Non-disparagement clauses in NDAs

Unequal bargaining power

Non-disclosure agreements (NDAs) have been in the news recently. First, there were the revelations about the US film producer, Harvey Weinstein, and the suggestion that some of the women who made allegations about his conduct have broken the terms of NDAs that they have signed.

More recently, there has been political controversy in the UK about the BBC requiring NDAs when settling disputes with female staff about whether they are paid less than men for the same work.

One of the issues that has emerged is the use of so-called non-disparagement clauses in NDAs. In effect, these require a party not to bad-mouth the other party. Here is an example found quickly on the internet:

Executive will not disparage the Employer or any of its directors, officers, agents or Executives or otherwise take any action which could reasonably be expected to adversely affect the personal or professional reputation of the Employer or any of its directors, officers, agents or employees.

Whether such a clause is enforceable will, no doubt, vary between jurisdictions. There are likely to be situations where the clause is not enforceable on public policy grounds, eg if the employee is reporting illegal activity (whistle-blowing) or giving evidence in court. See, for example, this commentary (on a related point) from a leading employment law chambers in London.

IP Draughts notes in passing that the model settlement agreement recommended by ACAS in the UK doesn’t include any non-disparagement clause, but commentary on various employment law firm websites seems to be in favour of such a clause.

IP Draughts doesn’t see these clauses very often, though he is occasionally asked to review (UK) employment settlement agreements. He recalls seeing one in an agreement to settle a dispute between UK academics (not an employment dispute). You might think that there is something about academic disputes that make such a provision useful; I couldn’t possibly comment.
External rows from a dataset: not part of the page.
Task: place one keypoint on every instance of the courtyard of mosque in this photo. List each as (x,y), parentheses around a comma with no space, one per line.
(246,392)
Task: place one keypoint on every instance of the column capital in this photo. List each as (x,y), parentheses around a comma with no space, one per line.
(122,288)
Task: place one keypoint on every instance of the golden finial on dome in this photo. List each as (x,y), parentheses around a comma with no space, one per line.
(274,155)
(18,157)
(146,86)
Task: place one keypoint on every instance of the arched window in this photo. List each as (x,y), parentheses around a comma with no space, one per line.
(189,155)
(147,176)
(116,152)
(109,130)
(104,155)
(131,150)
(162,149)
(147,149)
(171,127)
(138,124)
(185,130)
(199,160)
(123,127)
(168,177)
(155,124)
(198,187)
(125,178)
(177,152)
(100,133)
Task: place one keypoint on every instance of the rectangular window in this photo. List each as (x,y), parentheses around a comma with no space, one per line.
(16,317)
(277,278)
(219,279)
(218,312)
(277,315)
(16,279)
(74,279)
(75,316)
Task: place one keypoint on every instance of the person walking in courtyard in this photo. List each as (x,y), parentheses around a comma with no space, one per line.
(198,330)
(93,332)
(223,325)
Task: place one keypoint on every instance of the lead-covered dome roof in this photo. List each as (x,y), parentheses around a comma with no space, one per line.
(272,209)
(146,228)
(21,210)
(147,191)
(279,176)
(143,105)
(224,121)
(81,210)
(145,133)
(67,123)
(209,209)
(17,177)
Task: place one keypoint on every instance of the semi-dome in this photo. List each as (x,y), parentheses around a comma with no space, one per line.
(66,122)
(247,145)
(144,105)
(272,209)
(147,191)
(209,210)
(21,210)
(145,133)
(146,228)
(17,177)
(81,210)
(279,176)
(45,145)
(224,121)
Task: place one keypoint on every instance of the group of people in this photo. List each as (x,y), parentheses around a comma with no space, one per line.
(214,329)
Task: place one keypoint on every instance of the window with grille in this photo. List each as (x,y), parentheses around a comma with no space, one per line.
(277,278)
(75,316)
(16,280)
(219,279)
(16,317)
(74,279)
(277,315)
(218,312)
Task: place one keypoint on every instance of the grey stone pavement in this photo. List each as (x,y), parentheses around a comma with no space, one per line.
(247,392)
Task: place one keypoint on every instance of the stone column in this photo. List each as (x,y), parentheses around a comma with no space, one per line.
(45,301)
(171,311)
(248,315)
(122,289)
Clauses of this kind seem to be more popular in the USA. He has his doubts over whether, in a UK setting, they are typically anything more than something for the ex-employer to point to, when seeking to dissuade the ex-employee from making negative comments.

Postscript: Since writing this article, IP Draughts has seen a news report about an ex-employee of Redwood, a San Francisco start-up company, who complained of harassment and “declined to sign the nondisparagement agreement offered to her as a condition of severance”.